AAA’s Your Driving Costs (YDC) has been a reliable data source for the expenses associated with owning and operating a brand-new vehicle for more than seven decades. Based on the latest figures, the average cost of owning and operating a new vehicle in 2023 has increased significantly, with an annual expense of $12,182 or a monthly cost of $1,015. This is a sharp increase from 2022 when the average yearly cost was only $10,728, or $894 monthly.
The overall average manufacturer’s suggested retail price (MSRP) of the new vehicles in the 2023 YDC study is $34,876. This is $1,575 (4.7%) higher than last year. It is important to note that MSRP does not always correspond to a consumer’s actual purchase price and may vary depending on demand. Furthermore, a higher sticker price directly impacts finance costs, with this year’s vehicles boasting an average annual finance charge of $1,253, a staggering 90% increase from the previous year.
The change in the annual cost of owning a new vehicle is also likely driven by:
- Depreciation, which is the difference between the car’s value upon purchase and the value of the car when sold. According to this year’s YDC projections, new vehicles are expected to depreciate by an average of $4,538 per year over five years of ownership, up 24% over 2022.

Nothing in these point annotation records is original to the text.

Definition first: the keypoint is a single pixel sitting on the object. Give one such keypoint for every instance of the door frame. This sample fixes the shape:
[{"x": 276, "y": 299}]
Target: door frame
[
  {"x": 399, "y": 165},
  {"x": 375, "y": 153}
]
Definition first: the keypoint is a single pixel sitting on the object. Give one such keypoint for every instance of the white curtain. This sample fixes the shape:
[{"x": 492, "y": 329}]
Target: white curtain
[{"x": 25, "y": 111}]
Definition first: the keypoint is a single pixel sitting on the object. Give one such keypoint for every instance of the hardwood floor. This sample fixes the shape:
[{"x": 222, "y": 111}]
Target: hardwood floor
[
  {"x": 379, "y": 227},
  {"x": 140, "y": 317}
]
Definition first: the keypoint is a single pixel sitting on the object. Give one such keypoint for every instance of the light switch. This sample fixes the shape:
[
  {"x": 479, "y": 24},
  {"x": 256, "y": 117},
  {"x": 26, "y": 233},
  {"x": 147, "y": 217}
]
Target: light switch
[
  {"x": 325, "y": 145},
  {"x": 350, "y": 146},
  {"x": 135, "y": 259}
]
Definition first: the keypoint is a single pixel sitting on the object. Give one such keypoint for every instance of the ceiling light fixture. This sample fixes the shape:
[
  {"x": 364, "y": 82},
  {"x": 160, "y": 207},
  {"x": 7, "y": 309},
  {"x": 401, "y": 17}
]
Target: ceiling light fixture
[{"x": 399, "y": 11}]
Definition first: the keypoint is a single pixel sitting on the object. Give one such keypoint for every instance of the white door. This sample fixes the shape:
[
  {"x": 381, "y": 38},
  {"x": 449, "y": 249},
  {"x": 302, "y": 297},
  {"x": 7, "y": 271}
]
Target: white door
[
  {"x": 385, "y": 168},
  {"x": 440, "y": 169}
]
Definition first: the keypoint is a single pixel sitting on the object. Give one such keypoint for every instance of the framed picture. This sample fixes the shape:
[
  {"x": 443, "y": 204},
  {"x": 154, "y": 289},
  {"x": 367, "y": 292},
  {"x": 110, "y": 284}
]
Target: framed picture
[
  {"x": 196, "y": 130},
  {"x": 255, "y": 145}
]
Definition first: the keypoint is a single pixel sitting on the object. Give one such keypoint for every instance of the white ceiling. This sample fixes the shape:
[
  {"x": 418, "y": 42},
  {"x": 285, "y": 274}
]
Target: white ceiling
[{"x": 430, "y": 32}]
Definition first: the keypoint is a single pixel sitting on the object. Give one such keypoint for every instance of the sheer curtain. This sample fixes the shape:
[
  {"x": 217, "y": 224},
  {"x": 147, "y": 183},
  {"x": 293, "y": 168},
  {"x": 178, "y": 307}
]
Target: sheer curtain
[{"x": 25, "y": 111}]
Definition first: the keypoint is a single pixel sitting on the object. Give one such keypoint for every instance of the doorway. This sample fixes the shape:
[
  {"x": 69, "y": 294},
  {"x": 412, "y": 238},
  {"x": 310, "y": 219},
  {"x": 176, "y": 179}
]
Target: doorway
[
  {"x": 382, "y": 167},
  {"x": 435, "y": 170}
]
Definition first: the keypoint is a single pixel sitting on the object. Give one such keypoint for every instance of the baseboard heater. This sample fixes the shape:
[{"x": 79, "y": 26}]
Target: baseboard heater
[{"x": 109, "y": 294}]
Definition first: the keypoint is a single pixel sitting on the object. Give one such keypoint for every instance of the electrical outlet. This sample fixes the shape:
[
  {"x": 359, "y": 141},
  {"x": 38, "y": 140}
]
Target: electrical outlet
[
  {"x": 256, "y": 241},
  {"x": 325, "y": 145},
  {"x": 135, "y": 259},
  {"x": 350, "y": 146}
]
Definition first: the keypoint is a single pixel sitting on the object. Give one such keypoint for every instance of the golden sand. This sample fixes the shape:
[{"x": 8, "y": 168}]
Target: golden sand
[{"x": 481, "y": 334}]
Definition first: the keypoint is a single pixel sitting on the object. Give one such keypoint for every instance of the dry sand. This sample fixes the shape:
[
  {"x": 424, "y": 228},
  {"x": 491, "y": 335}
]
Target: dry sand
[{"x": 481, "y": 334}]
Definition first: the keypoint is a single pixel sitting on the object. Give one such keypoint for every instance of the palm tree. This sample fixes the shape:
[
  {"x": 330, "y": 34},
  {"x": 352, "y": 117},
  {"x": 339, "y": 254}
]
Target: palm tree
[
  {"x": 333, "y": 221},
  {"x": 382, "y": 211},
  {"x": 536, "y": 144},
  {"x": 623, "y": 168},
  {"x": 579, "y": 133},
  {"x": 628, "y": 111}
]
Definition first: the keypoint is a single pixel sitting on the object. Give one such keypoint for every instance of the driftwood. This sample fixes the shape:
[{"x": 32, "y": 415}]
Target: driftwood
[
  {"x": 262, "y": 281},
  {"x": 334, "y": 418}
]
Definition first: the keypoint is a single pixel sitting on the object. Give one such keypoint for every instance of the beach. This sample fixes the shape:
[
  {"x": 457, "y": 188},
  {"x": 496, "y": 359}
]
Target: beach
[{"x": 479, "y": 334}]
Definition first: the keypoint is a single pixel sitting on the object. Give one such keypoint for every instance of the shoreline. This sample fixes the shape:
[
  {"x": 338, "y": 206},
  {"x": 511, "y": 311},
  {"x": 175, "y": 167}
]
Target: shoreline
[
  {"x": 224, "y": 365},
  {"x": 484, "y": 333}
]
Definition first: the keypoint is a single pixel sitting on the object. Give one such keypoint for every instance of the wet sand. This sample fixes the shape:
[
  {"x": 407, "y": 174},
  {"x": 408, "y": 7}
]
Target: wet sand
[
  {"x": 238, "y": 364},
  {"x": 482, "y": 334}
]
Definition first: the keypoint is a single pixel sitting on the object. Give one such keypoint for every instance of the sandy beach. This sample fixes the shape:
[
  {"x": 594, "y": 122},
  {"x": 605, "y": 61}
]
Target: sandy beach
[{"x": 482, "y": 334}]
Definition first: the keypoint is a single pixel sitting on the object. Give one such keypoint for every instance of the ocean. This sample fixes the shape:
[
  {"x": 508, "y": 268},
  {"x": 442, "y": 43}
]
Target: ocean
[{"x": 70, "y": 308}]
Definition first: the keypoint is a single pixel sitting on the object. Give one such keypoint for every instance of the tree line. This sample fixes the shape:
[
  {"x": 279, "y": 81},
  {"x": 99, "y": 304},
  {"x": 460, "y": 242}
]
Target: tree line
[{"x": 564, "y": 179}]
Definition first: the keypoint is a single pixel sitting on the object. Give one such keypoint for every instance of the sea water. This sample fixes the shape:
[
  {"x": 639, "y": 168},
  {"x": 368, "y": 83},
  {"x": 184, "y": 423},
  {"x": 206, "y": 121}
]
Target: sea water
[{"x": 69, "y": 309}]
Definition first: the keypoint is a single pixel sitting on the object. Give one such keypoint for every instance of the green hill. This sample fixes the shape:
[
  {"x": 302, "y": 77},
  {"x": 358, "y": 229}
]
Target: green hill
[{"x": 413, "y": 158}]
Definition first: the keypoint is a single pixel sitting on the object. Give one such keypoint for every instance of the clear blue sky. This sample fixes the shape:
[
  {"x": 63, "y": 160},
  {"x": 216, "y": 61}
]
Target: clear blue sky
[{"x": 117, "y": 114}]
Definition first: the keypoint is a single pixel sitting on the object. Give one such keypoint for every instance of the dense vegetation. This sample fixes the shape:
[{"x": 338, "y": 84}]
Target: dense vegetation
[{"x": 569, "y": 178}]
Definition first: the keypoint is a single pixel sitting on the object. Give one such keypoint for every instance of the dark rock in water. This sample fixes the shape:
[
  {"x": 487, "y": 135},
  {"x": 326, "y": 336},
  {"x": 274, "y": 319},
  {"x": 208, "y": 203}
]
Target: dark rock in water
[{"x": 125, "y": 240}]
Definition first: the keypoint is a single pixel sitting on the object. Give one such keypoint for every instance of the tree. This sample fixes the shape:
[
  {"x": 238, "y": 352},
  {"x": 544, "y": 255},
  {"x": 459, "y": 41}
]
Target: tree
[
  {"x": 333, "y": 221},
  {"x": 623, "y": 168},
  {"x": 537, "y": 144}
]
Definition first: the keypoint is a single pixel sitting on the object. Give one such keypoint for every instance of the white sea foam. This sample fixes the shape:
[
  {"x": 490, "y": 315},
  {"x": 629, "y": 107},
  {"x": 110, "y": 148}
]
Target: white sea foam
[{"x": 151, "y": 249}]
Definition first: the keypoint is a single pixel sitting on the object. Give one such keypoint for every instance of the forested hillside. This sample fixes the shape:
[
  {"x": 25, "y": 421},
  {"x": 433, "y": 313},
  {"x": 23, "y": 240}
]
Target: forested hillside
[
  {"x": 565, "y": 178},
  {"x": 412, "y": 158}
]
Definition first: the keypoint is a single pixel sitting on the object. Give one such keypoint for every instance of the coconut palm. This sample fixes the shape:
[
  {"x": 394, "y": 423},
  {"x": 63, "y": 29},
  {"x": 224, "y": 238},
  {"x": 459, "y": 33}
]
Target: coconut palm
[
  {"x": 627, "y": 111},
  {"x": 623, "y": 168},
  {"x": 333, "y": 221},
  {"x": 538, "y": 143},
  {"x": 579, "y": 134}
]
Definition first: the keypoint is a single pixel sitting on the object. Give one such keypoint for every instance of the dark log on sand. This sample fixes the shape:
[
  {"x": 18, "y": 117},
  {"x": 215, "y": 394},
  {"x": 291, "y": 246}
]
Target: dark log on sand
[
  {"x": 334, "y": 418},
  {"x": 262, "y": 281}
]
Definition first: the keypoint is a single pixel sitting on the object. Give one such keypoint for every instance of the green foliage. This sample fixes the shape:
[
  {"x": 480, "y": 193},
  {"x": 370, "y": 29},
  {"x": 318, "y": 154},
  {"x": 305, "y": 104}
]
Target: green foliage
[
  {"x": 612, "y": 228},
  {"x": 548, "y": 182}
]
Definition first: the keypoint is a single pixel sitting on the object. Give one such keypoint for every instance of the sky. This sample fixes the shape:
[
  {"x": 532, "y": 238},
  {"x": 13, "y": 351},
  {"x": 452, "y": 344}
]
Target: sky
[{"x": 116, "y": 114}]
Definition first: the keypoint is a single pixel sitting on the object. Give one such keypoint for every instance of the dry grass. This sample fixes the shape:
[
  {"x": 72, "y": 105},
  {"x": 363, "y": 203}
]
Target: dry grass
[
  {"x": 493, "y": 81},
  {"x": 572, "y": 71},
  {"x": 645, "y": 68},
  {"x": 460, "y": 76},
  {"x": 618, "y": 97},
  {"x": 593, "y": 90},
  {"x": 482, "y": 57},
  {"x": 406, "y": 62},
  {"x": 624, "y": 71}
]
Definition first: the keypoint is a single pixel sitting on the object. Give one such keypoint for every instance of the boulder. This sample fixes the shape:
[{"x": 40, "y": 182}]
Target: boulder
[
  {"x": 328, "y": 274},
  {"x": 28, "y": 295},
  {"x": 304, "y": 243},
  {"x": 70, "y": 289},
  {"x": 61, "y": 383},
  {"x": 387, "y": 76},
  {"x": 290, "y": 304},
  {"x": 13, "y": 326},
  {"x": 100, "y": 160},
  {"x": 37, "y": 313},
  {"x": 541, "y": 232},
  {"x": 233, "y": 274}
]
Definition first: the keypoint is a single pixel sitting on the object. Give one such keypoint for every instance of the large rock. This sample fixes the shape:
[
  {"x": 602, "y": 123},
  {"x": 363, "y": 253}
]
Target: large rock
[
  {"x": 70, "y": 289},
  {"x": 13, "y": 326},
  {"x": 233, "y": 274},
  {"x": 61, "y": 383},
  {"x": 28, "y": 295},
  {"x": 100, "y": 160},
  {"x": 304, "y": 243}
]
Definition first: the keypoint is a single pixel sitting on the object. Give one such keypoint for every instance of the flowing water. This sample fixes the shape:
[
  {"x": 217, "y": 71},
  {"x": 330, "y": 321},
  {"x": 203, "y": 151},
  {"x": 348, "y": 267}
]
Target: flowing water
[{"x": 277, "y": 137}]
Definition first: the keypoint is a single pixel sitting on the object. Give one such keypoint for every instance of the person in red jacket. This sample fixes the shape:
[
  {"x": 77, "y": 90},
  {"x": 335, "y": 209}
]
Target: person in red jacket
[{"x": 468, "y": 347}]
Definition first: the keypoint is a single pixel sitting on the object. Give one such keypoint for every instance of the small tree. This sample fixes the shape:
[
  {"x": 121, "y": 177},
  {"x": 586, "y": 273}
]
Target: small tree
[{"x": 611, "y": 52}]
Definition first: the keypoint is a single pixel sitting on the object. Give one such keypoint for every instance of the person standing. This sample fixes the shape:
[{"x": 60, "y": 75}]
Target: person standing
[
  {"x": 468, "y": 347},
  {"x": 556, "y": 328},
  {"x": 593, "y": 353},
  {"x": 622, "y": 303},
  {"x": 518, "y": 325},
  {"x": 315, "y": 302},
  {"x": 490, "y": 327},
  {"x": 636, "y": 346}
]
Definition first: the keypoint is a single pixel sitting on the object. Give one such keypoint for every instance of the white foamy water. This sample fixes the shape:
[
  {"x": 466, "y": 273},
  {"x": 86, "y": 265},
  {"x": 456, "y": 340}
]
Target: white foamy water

- The jump in new vehicle prices (up almost $1,600) compared to used vehicle values that have experienced a decline in the past year.
- Automakers across the board have focused on producing more oversized, luxurious, and expensive vehicles, loaded with extra features that bump up prices even more.
Compared to last year, one of the higher annual cost categories was fuel, but this year’s average cost per mile has decreased by roughly 2 cents per mile. It’s worth noting that the cost of charging EVs has actually increased, by almost 2 cents per kWh over last year, from 13.9 cents per kWh to 15.8 cents per kWh. The increase is likely accounted for by higher-than-expected inflation, according to the U.S. Energy Information Administration (EIA).
Given their size, fuel economy, and prices, it should come as no surprise that ½-ton pickups have the highest average driving cost among all vehicle categories covered in the YDC study. Interestingly, the pickup truck market has slowed over the last 12 months as gas prices trend high and financial costs climb. Pickup trucks excel at hauling and towing, although many buyers do not use them for these purposes. Potential buyers should remember that the unique capabilities of pickups come at a high cost of over $1 per mile.
“The once popular pickup truck is now seeing a slight decline in demand as these vehicles have become increasingly expensive, rivaling the price of many luxury cars,” said Brannon. “As interest rates continue to climb, this adds a layer of expense per month that consumers should consider when shopping for their next vehicle.”
AAA CAR BUYING ADVICE
With the purchase price being so high and impacting other cost categories, it’s important to remember these car-buying tips:
- Know all the expenses associated with ownership to negotiate the best deal.
- Start early! Due to limited inventory, consumers may have fewer choices regarding a specific vehicle model. They may have to wait for delivery or even pre-order the vehicle of their choice.
- Before discussing finance rates with the car dealer, obtain pre-approval from their financial institution (e.g., Bank, Credit Union, AAA, etc.). By getting pre-approval, they will have a threshold of the best lending rate they’ll pay. Buyers can use their pre-approval to negotiate if the dealer offers a higher rate.
- Create a budget and factor in the different elements of ownership before purchase – not just monthly payments. Other factors to consider when making the budget include insurance, gas, routine maintenance, etc.
- Typically, three negotiations occur when purchasing a vehicle – the cost of the car, the finance rate, and the trade-in value. Keep each transaction/negotiation separate from the other.
- The Purchase Cost: Check multiple websites, including the manufacturer, to understand what the vehicle sells for in your area. You could save hundreds of dollars by driving outside of your immediate location and expanding your search area.
- The Finance Rate: The biggest factor in obtaining a favorable interest rate is one’s credit score. Higher credit scores will result in lower interest rates. Obtain pre-approval for an auto loan, determine the highest interest rate you might be charged, and then ask the dealer if they can offer a lower interest rate. If they can, you save money.
- The Trade-In Value: While evaluating your trade-in, you must determine the vehicle’s condition. Most used vehicles fall into the “good” or “fair” category, which is the most common. To determine the value, check various websites to learn the average trade-in value. *Remember, selling a vehicle independently on your own may increase the value amount you may receive for the vehicle. However, there are safety aspects to consider, proper paperwork, bill of sale, etc. Trading the vehicle can often be easier and hassle free.
The Your Driving Costs online calculator provides an interactive and personalized breakdown for car shoppers that uses the same methodology as AAA’s annual analysis of new car ownership. Consumers can view comprehensive cost analyses of a specific vehicle by category to determine if ownership costs best align with their budget. Data is available for new and used vehicles (five model years back), and consumers may customize the results based on location and other personal driving tendencies.